Stewart published an account of his work, Breaking the Fetters, in 1967. He died in 1971 at the age of 94. At the time of his death, he was living in a retirement home in London paid for by the British Communist Party from funds received from the Communist Party of the Soviet Union.

== Legacy ==
In May 2023, Dundee-based journalist Graham Ogilvy gave a talk about Stewart at an event held by Dundee Trades Union Council. Regarding Stewart's legacy, Oglivy said: "Stewart firmly believed he was on the side of history acting to build socialism and stop fascism. He was a complex man – despite aiding the Soviet Union he was critical of the Nazi-Soviet pact, the invasion of Czechoslovakia and other aspects of Soviet policy. His story is amazing, however, and tragic too."

Files on him are available in the National Archives at Kew.
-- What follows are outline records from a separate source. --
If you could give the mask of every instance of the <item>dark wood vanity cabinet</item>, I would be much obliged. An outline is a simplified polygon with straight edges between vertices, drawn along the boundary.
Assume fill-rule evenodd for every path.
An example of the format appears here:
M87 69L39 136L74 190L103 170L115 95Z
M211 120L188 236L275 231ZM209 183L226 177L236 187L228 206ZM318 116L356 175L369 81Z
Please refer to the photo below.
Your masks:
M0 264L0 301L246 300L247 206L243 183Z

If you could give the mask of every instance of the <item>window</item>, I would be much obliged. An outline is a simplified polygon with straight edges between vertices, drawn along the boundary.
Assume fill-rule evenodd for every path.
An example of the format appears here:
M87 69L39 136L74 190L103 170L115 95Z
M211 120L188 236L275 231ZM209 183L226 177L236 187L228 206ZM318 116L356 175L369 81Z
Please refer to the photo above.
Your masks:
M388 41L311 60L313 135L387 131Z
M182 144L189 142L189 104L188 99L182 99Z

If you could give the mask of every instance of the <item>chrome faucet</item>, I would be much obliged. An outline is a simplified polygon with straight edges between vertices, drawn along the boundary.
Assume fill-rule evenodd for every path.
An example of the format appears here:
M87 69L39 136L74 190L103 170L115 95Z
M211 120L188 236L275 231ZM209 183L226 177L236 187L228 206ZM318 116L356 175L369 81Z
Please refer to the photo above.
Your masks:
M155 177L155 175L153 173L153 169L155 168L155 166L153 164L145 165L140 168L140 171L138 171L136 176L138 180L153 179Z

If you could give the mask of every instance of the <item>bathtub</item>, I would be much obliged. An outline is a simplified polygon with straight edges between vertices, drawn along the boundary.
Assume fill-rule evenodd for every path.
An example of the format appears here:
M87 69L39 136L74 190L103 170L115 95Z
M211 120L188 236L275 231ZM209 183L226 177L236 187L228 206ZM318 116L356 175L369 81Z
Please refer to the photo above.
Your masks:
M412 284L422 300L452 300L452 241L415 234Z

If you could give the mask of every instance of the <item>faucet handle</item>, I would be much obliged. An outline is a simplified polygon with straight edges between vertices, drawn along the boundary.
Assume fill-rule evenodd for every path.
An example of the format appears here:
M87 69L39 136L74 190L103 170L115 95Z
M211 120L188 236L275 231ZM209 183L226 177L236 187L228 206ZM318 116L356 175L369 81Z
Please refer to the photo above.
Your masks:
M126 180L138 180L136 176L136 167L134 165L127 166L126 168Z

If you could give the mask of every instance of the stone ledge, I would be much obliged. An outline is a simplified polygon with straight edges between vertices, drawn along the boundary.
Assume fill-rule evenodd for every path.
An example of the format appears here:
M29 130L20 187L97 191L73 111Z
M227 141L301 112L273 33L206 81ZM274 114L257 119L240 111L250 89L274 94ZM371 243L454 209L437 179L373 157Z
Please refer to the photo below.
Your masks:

One of the bundles, covering the period 1927–31, covers Stewart's contacts with Norwegian and Chinese communists in 1927. It also includes reports from an informant in Ireland about Stewart's activities there, including, in 1929–1930, contacts between the Irish Republican Army and the CPGB.

== Further information ==
Stewart had a daughter named Nannie, who attended school in Russia when Stewart lived there. 11 year old Nannie was present at a 1925 Communist Conference when a large force of police entered the hall in St Mungo Hall in Govan where the event was taking place, and instructed all the women present to speak (so that their nationality could be identified.) Helen Crawfurd was first to reply, speaking in a broad Scots accent. and her initiative was taken on by others; one of the other delegates responding in Esperanto, and Nannie in Russian. When asked what she had replied, she was reported to have replied: "I told them I didn't know what they meant and didn't care".